Furthermore, i think -p should be enabled by default. Especially with a lot of
functions the +/- notation isnt very obvious at first sight.

I.e. output like this would be more useful i think:

baseline delta command symbol
-----------------------------------------------------------
13.87% +0.11% hackbench [k] _raw_spin_lock
5.60% -2.53% hackbench [k] copy_user_generic_string
5.23% -0.14% hackbench [k] __cache_free
4.30% -2.59% hackbench [k] unix_stream_recvmsg
3.35% -1.56% hackbench [k] avc_has_perm_noaudit
-----------------------------------------------------------
Sum:
0.51% +- 0.05% less time elapsed

The relative position can be printed too but should not necessarily be the
default.

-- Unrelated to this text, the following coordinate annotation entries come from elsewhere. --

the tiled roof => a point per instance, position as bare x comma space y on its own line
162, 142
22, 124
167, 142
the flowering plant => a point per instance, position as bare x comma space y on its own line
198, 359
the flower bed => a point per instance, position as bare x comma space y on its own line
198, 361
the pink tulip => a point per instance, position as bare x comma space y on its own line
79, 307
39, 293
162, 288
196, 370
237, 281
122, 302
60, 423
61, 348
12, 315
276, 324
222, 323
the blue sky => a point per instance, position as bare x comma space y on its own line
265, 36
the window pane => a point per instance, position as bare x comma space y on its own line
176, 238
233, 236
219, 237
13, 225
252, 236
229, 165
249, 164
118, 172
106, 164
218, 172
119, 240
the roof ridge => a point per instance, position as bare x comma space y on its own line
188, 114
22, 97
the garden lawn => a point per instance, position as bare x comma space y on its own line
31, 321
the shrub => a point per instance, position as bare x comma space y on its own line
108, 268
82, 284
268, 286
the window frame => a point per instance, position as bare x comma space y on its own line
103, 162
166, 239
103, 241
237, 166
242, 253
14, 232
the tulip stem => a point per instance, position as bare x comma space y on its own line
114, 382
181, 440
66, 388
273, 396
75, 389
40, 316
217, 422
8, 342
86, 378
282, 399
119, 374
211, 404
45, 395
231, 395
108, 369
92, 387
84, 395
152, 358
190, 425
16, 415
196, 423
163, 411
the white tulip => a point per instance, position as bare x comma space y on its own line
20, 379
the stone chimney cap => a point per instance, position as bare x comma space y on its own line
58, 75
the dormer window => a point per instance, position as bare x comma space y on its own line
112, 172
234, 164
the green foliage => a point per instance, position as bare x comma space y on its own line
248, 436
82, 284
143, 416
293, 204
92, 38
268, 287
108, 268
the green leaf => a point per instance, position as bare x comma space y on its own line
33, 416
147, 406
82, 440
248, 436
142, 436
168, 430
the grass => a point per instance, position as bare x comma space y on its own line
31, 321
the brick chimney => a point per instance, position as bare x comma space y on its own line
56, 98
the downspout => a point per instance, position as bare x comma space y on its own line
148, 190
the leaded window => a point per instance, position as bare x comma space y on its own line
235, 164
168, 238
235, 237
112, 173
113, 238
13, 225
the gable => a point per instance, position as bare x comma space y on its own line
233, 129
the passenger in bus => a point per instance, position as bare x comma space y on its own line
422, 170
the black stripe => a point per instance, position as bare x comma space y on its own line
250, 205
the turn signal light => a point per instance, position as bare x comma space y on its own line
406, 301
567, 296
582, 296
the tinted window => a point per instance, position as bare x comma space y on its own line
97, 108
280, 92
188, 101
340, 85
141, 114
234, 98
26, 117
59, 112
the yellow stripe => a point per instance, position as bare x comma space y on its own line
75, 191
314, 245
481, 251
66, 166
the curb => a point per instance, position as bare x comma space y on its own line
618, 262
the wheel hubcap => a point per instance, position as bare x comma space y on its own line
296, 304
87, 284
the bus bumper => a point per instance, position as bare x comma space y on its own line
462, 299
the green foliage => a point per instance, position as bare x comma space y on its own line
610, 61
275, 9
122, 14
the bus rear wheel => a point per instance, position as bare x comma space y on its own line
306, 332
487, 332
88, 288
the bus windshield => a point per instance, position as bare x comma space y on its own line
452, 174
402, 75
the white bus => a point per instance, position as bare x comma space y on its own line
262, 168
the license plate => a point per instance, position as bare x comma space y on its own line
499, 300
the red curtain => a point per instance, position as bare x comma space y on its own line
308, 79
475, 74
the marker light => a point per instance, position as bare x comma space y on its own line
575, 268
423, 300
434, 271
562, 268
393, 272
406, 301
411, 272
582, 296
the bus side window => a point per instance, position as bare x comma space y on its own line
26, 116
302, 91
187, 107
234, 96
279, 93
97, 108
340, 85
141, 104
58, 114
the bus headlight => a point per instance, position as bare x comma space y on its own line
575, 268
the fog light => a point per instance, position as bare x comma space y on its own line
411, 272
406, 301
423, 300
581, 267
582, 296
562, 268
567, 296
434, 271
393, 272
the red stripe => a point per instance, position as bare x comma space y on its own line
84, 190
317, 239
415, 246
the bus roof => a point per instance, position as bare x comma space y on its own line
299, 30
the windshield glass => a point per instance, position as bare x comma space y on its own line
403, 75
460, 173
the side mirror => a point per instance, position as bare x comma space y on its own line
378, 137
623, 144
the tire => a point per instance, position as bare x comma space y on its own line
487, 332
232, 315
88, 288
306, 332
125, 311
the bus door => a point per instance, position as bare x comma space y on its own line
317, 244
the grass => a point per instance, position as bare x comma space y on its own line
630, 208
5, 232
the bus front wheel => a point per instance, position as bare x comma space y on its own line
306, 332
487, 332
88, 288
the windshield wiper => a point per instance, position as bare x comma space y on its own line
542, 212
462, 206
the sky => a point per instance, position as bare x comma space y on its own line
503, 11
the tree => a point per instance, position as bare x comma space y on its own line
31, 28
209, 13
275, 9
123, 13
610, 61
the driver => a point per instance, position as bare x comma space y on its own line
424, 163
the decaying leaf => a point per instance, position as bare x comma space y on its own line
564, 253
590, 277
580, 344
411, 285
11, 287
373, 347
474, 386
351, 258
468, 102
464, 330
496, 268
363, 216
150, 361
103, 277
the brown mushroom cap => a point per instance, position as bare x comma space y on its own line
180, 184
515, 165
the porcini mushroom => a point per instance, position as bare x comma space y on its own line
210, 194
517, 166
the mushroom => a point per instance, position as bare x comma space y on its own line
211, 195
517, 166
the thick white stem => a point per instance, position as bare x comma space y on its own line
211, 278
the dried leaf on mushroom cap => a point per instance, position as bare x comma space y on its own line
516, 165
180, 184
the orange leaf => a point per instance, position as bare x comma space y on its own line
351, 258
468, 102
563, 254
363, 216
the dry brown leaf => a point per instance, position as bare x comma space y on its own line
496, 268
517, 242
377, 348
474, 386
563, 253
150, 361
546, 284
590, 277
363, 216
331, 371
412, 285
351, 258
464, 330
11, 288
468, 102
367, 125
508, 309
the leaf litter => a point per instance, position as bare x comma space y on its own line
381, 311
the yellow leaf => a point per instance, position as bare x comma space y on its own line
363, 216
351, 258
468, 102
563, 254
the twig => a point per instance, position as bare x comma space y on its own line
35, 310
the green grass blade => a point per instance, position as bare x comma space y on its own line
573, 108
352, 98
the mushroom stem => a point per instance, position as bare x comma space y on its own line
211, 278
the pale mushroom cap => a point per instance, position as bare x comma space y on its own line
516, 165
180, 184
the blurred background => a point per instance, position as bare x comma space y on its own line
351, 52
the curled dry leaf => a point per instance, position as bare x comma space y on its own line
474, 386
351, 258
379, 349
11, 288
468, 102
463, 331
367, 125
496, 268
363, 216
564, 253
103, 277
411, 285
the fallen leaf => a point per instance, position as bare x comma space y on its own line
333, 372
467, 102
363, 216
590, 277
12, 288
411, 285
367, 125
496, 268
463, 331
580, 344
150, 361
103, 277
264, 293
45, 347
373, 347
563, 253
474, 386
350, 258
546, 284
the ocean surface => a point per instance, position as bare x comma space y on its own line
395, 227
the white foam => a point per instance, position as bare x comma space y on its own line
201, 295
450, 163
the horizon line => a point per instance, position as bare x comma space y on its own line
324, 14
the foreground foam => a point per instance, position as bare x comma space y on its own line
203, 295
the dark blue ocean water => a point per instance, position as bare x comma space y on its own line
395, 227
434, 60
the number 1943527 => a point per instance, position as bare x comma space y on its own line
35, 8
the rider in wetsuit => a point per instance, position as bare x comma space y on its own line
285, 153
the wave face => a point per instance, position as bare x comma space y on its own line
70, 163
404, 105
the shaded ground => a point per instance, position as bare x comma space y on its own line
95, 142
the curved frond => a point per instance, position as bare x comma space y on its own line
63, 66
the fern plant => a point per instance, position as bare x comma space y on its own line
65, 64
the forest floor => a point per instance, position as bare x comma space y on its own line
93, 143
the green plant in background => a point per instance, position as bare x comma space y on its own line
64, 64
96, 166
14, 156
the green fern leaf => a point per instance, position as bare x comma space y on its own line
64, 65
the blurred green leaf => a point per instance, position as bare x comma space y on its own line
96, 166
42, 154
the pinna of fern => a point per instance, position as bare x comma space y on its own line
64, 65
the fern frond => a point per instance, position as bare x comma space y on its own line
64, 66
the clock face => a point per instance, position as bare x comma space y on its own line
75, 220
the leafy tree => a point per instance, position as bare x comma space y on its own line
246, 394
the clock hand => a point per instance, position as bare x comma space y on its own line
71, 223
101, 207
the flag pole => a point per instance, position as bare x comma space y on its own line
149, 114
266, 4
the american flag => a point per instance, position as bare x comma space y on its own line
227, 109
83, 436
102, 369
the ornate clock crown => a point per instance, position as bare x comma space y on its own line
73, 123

Printing the delta in elapsed time is also very important, because
not only do we want to know the after/before profile delta, we also want to
see the tangible result in elapsed time - via the same tool.

Btw., i think we also want a "--repeat N" feature for perf record, to allow
the recording of the same command over and over again, so that a higher
quality profile can be achieved.

"perf record -f --repeat 10 cmd" would be a convenience shortcut for:

rm -f perf.data
for ((i=0; i<10; i++)); do
perf record -A cmd
done

Thanks,

Ingo


2009-12-15 12:09:24

by Frederic Weisbecker

[permalink] [raw]
Subject: Re: [tip:perf/diff] perf diff: Introduce tool to show performance difference

On Tue, Dec 15, 2009 at 10:52:14AM +0100, Ingo Molnar wrote:
>
> 'perf diff' looks to be very useful!
>
> I think we want to improve the default output some more:
>
> For example there should be column names like for perf report:
>
> # Overhead Command Shared Object Symbol
> # ........ ......... ............................ ......
> #
> 13.87% hackbench [kernel] [k] _raw_spin_lock
> 5.60% hackbench [kernel] [k] copy_user_generic_string
> 5.23% hackbench [kernel] [k] __cache_free
>
> Secondly, here's the current output of two successive 'hackbench 10' run:
>
> 1 +2381 +58 [kernel.kallsyms] avc_has_perm_noaudit
> 2 -26 [kernel.kallsyms] clear_page_c
> 3 +107 +29 [kernel.kallsyms] _raw_spin_lock
> 4 +106 +23 [kernel.kallsyms] _raw_spin_lock
> 5 +105 +22 [kernel.kallsyms] _raw_spin_lock
> 6 +104 +21 [kernel.kallsyms] _raw_spin_lock
> 7 +103 +20 [kernel.kallsyms] _raw_spin_lock
> 8 +102 +20 [kernel.kallsyms] _raw_spin_lock
> 9 +101 +19 [kernel.kallsyms] _raw_spin_lock
> 10 -6 -28 [kernel.kallsyms] selinux_task_wait
> 11 +99 +18 [kernel.kallsyms] _raw_spin_lock
> 12 +98 +18 [kernel.kallsyms] _raw_spin_lock
> 13 +97 +18 [kernel.kallsyms] _raw_spin_lock
> 14 +96 +18 [kernel.kallsyms] _raw_spin_lock
> 15 +220 +20 [kernel.kallsyms] _raw_spin_lock_irqsave
> 16 +94 +17 [kernel.kallsyms] _raw_spin_lock
> 17 +93 +17 [kernel.kallsyms] _raw_spin_lock
> 18 +92 +16 [kernel.kallsyms] _raw_spin_lock
> 19 +9648 +30 [kernel.kallsyms] copy_page_c
> 20 +90 +15 [kernel.kallsyms] _raw_spin_lock
> 21 +89 +15 [kernel.kallsyms] _raw_spin_lock
>
> beyond the missing column names, there's some other things visible too:
>
> - the symbol names are per pid, so they repeat all over again. I think we
> want the default output to be like perf report's, i.e. PIDs get summarized
> over commands.
>
> Furthermore, i think -p should be enabled by default. Especially with a lot of
> functions the +/- notation isnt very obvious at first sight.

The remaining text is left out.